En 1954, la Mère, fondatrice de l’Ashram de Sri Aurobindo, exprimait ainsi son désir de voir se réaliser ce qu’elle appelait « Un Rêve ».

« Il devrait y avoir quelque part sur la terre un lieu dont aucune nation n’aurait le droit de dire : « il est à moi » ; où tout homme de bonne volonté ayant une aspiration sincère pourrait vivre librement comme citoyen du monde et n’obéir qu’à une seule autorité, celle de la suprême vérité ; un lieu de paix, de concorde, d’harmonie, où tous les instincts guerriers de l’homme seraient utilisés exclusivement pour vaincre les causes de ses souffrances et de ses misères, pour surmonter ses faiblesses et ses ignorances, pour triompher de ses limitations et de ses incapacités ; un lieu où les besoins de l’esprit et le souci du progrès primeraient la satisfaction des désirs et des passions, la recherche des plaisirs et de la jouissance matérielle. Dans cet endroit, les enfants pourraient croître et se développer intégralement sans perdre le contact avec leur âme : l’instruction serait donnée, non en vue de passer des examens ou d’obtenir des certificats et des postes, mais pour enrichir les facultés existantes et en faire naître de nouvelles.

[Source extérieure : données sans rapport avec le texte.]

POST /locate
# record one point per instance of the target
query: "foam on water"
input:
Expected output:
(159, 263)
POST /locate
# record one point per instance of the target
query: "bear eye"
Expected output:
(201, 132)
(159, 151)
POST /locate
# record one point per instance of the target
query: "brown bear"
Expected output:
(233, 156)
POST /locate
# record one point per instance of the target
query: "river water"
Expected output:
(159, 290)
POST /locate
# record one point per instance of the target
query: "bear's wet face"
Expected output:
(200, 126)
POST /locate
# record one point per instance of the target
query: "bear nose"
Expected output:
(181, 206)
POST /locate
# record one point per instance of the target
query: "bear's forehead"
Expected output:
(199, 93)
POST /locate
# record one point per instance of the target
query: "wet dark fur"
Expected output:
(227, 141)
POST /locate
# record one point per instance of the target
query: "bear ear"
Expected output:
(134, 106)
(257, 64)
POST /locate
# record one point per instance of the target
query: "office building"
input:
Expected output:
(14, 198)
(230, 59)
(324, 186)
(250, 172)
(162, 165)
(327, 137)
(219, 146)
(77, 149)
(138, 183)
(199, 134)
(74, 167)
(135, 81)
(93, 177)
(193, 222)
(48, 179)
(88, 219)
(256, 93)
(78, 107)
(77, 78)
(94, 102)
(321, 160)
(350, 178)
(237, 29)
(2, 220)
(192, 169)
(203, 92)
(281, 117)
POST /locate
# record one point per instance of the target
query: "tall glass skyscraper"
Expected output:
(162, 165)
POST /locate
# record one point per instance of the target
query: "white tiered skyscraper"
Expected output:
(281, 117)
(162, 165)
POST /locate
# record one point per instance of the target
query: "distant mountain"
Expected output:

« Dans ce lieu, les titres et les situations seraient remplacés par des occasions de servir et d’organiser ; il y serait pourvu aux besoins du corps également pour tous, et la supériorité intellectuelle, morale et spirituelle se traduirait dans l’organisation générale, non par une augmentation des plaisirs et des pouvoirs de la vie, mais par un accroissement des devoirs et des responsabilités. La beauté sous toutes ses formes artistiques : peinture, sculpture, musique, littérature, serait accessible à tous également ; la faculté de participer aux joies qu’elle donne étant limitée uniquement par la capacité de chacun et non par la position sociale ou financière. Car dans ce lieu idéal, l’argent ne serait plus le souverain seigneur ; la valeur individuelle aurait une importance très supérieure à celle des richesses matérielles et de la position sociale. Le travail n’y serait pas le moyen de gagner sa vie, mais le moyen de s’exprimer et de développer ses capacités et ses possibilités, tout en rendant service à l’ensemble du groupe qui, de son côté, pourvoirait aux besoins de l’existence et au cadre d’action de chacun.

« En résumé, ce serait un endroit où les relations entre êtres humains, qui sont d’ordinaire presque exclusivement fondées sur la concurrence et la lutte, seraient remplacées par des relations d’émulation pour bien faire, de collaboration et de réelle fraternité.

« La terre n’est pas prête pour réaliser un semblable idéal, parce que l’humanité ne possède pas encore la connaissance suffisante pour le comprendre et l’adopter, ni la force consciente indispensable à son exécution ; et c’est pourquoi je l’appelle un rêve.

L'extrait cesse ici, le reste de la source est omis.